@kan According to en.wikipedia.org/wiki/Maggi "In India, Maggi instant noodles are a favorite for an anytime meal. From dorm rooms of colleges to late-night cooking in home kitchens, it's an all-time favorite."
For something completely different, Dortmund (late national champion) is playing against Munich (record national champion) tomorrow. After having been outstanding in champions league and mediocre in national league, there is a lot of suspense how Dortmund will perform...
@PauloCereda Going to the stadium is not really my cup of tea, though my father and my daughter (and a lot of colleagues) love it. I've never been in Westfalenstadion ;-)
@egreg Have you come across this kind of "normalisation"? A vector in ℚ^4, for eg, (0, 2, 3, 4) being "normalised" to: (0, 1, 3/2, 2)... that is, the vector, being divided by its first non-zero component.
Well, time is definitely a parameter, but only one of the several parameters. For instance, I believe in looking for opportunities where you can write some code...
@PeterGrill I don't care much about the arrows, but I'm wondering if there's a less kludgy way to have the arrow from T to C avoid the VP structure? (Other than adding the temp node manually.)
@PeterGrill No, I realize that, but what I'm asking you has nothing to do with tikz-qtree but with tikz more generally. So is there any way to specify a way to draw between two nodes and avoid some other part of the drawing?

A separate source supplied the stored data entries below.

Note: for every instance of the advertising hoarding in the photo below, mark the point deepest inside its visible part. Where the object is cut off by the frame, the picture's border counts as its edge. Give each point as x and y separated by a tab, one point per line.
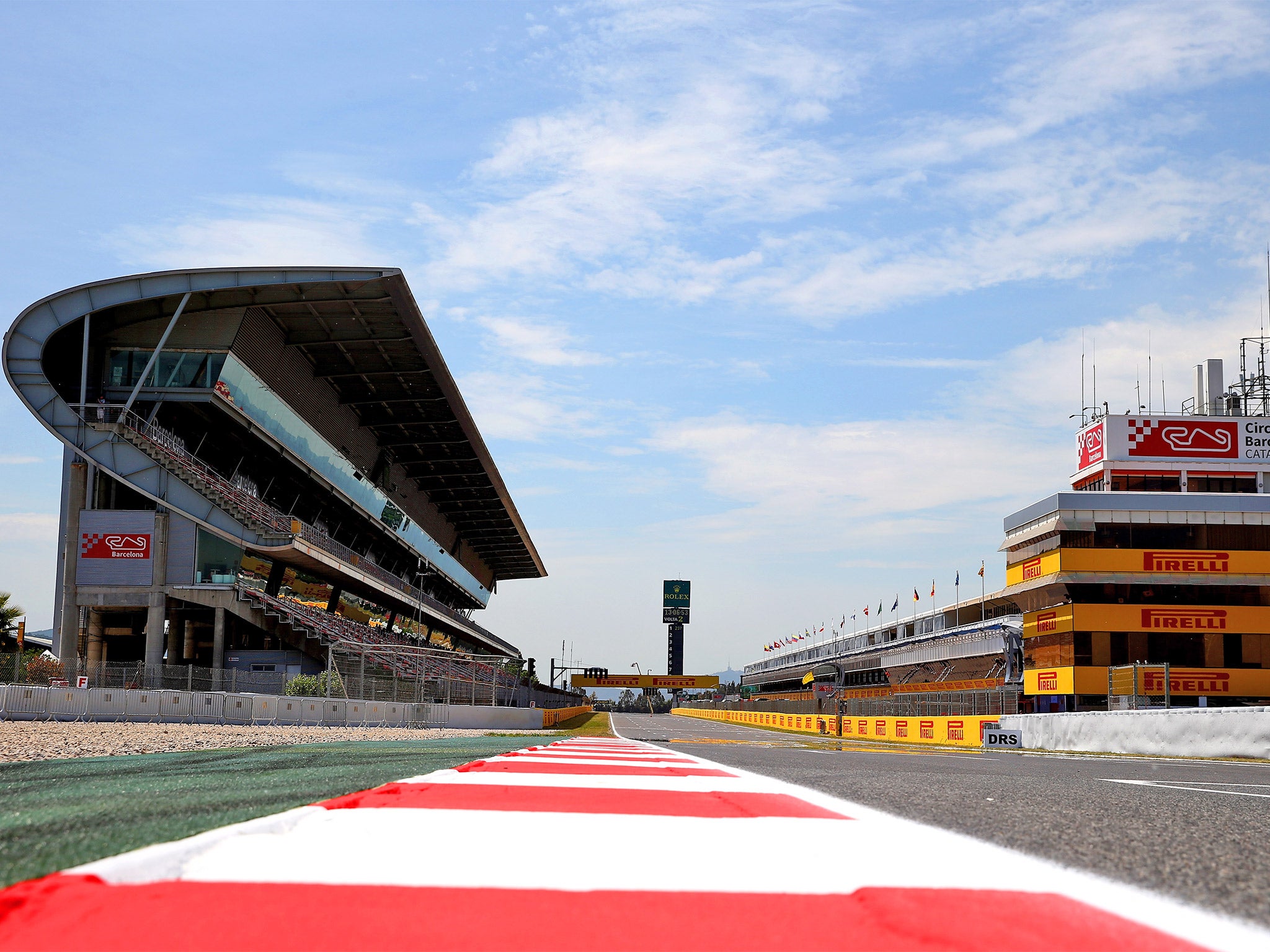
116	547
1147	562
1174	438
1245	620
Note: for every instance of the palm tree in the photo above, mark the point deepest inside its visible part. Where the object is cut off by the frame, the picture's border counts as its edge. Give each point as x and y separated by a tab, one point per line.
9	615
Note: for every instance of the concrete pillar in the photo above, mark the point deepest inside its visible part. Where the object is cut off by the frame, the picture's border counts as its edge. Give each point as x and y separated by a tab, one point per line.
158	597
174	640
219	640
275	582
95	644
68	632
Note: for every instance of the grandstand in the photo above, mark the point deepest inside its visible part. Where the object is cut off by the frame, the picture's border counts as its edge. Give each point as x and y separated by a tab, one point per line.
269	470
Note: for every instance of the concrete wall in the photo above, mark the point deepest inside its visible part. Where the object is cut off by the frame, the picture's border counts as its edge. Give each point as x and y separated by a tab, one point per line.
1193	731
520	719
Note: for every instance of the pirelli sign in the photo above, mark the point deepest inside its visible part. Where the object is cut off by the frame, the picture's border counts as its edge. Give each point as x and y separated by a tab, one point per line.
1244	620
1188	682
1146	562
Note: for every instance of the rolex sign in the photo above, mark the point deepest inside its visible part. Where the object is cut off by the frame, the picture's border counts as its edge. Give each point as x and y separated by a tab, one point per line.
676	594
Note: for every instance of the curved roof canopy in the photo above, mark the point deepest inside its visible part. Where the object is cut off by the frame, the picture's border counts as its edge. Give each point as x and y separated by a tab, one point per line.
365	335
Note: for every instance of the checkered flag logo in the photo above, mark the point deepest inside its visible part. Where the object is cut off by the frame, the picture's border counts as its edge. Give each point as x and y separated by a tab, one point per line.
1140	431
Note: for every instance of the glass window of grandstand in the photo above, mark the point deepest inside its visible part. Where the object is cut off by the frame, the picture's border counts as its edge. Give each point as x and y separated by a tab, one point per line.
174	368
1221	484
216	562
1146	483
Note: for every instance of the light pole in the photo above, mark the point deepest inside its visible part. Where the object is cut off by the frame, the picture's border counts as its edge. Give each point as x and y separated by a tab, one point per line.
647	696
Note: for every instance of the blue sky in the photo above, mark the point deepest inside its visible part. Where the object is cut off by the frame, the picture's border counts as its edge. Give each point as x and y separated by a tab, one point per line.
785	299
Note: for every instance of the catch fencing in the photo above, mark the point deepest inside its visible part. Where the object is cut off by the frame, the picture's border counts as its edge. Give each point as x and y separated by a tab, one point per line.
375	673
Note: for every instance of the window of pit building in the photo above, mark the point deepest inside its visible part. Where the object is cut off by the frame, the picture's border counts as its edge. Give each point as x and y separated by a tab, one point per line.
216	562
1221	484
1146	483
174	368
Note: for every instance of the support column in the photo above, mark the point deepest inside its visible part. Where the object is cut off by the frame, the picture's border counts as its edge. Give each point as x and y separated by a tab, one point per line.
219	641
68	631
275	582
95	645
158	601
174	640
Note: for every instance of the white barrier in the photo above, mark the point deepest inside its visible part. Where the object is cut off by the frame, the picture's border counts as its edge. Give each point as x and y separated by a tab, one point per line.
355	712
290	710
207	706
174	706
311	711
1188	731
334	714
238	708
107	703
66	703
265	708
33	702
25	702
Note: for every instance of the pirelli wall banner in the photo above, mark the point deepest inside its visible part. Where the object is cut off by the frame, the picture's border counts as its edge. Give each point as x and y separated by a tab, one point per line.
1148	562
1244	620
1188	682
116	547
1175	438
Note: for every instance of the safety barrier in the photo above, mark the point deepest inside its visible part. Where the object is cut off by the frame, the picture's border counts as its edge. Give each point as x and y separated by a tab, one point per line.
953	731
290	710
33	702
66	703
238	708
208	707
174	706
25	702
553	716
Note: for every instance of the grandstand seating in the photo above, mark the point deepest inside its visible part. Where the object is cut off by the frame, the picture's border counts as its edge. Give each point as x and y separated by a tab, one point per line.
403	655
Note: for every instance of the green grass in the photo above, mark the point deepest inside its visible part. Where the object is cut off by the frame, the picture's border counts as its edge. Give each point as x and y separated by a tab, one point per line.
55	814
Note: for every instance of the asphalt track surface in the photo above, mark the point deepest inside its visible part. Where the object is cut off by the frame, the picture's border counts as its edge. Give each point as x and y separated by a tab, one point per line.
1192	829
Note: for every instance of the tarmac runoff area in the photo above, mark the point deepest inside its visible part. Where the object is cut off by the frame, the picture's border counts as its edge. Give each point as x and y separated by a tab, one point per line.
1192	829
47	741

Almost every article I've read 1 comparing Git and Mercurial it seems like Mercurial has a better command line UX with each command being limited to one idea only (unlike say git checkout).
But at some point Git suddenly became looking super popular and number of Git submitters on Debian popcorn...
@TorbjørnT. :) It's always fun to see your own questions quoted at you! Thanks, Torbjørn, I'd forgotten about that one.
@PeterGrill Cool. That works really nicely. It's not really a general solution since it's only an accident that the structure to be avoided is at the bottom of the whole picture. I'll add a comment about doing it that way in this particular case, but the tmp node solution for the moment is more adaptable to other situations.
@AlanMunn Not sure if there is an easy general solution. I guess you could use the fit library to define new nodes that you want want to avoid and go around then. But that still requires a temp node to be created.
@percusse Perfect. I like that solution best of all. It's much more general, and it allows you to avoid the structure in a way that is sensible with respect to the tree nodes themselves. I'll update the answer.